Ннив не ответил на это ни слова.
— Песенный Мастер Ннив, как-то я завоевал планету, называемую Дождь, и на этой планете был человек, имевший громадные богатства. У него была Певчая Птица. Он пригласил меня послушать, как поет это дитя.
И, вспоминая об этом, Майкел уже не мог сдержаться. Он разрыдался.
Его плач обескуражил Эссте и Ннива. Это уже не был Майкел Грозный. Впрочем, он и не мог быть таким. Хотя Певчие Птицы и производили неизгладимое впечатление на любого, кто их слушал, сами они предназначались и готовились для отдельных людей, что отвечали на могущество музыки самим своим нутром. И по всей галактике было известно, что Певчая Птица никогда не предназначалась для человека, который убивал, человека жадного или живоглота, который более всего ценил бы власть. Подобные люди вообще не могли воспринимать музыку Певчих Птиц. Только сейчас не было ни малейшего сомнения — Майкел Певчую Птицу понял. Но Эссте с Ннивом могли и ошибаться, слыша неумелую песню императора.

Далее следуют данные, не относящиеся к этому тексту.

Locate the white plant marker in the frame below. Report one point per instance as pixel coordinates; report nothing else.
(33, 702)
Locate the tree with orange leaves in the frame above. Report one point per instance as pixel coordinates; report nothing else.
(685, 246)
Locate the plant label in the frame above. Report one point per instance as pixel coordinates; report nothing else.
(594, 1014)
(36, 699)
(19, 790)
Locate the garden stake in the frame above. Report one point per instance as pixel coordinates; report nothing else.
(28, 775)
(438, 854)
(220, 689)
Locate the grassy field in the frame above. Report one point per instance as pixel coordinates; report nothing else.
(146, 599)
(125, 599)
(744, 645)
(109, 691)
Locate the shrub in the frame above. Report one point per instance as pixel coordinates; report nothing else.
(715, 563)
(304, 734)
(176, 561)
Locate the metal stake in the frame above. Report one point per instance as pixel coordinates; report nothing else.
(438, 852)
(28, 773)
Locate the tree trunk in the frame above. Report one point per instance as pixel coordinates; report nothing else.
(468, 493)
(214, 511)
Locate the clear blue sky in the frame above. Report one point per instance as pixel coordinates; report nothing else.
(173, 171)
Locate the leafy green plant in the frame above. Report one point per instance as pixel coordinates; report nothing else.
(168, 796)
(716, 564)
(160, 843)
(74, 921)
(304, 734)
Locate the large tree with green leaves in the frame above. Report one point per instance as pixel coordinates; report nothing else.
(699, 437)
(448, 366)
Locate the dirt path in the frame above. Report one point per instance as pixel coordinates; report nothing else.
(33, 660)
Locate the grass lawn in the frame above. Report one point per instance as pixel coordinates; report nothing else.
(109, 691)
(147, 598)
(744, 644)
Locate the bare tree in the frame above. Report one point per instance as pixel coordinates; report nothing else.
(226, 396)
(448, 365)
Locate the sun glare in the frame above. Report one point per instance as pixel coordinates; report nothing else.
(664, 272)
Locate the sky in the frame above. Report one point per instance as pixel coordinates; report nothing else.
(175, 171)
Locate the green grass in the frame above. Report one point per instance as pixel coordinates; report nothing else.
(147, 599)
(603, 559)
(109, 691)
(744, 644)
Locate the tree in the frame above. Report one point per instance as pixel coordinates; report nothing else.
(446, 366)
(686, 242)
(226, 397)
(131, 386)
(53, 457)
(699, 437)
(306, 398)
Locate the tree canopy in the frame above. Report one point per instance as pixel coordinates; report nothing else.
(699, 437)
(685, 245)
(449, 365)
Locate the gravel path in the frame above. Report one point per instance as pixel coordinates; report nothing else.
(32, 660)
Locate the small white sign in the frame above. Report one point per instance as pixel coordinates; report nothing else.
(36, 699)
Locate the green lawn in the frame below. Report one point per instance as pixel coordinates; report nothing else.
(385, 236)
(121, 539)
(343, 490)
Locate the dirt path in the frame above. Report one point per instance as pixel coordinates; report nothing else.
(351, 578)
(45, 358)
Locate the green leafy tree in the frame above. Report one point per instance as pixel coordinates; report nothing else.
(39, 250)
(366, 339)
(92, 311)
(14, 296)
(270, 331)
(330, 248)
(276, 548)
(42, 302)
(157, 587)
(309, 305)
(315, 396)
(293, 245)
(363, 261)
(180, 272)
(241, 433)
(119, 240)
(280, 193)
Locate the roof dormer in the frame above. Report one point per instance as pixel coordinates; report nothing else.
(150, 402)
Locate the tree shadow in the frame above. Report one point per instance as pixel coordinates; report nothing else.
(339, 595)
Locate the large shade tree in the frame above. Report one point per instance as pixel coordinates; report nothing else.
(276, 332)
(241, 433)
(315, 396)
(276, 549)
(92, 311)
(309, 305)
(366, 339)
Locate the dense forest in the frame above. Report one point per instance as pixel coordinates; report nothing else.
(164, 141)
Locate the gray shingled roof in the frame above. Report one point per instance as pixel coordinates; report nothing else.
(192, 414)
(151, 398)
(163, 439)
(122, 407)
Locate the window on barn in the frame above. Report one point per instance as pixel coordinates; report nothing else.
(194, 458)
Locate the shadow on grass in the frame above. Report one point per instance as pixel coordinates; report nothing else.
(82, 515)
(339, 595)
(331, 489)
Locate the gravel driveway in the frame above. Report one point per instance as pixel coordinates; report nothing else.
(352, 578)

— Вы дискредитируете нас, сказал Ннив сокрушенным голосом.
Майкел крепился изо всех сил.
— Я дискредитировал вас? Да одно только воспоминание о вашей Певчей Птице меня разрушает…
— Оно поднимает вас.
— …разбивает всего меня, мою самозащиту, без которой я не могу выжить. Так почему же я унижаю вас?
— Доказав, что вы и в самом деле заслуживаете для себя Певчую Птицу. И знаете, я уверен, что так и будет. Каждому известно, что Певческий Дом, где обучаются Певчие Птицы, не склоняются к просьбам владык. И все же вы свою Птицу получите. Правда, теперь можно будет услышать, что даже Певческий Дом склонился перед Майкелом.
Голос Ннива сделался хриплым, верной имитацией речи простолюдина, хотя, понятное дело, такого человека во всей галактике и не существовало. Майкел рассмеялся.
— Вам это показалось смешным? — спросила Эссте, и голос ее больно уколол Майкела, заставив его даже вздрогнуть.
— Нет, — ответил он.
— Только, Майкел, — успокоительно пропел Ннив, не дав возможности возникнуть перепалке между владыкой и Эссте, — поймите, что мы не знаем, когда сможем прислать вам Певчую Птицу. Сначала мы должны найти такую, которая бы соответствовала вам, и если мы не обнаружим такую до того, как вы умрете, никакого недовольства быть не должно.
Майкел кивнул.
— Только поспешите. Если это возможно, поспешите!
— Мы не спешим, — пропела Эссте, и голос ее звенел уверенностью. Мы не торопимся, Мы никогда не спешим.
Эта песня отпускала Майкела. Он вышел, и уже сам нашел обратный путь, потому что нужные двери сами открывались перед ним.
— Не понимаю, — повернулся Ннив к Эссте, когда Майкел ушел.
— А я понимаю.
Ннив прошептал собственное изумление в постепенно набирающем высоту свисте, отразившемся от каменных стен и заглушенном ветром.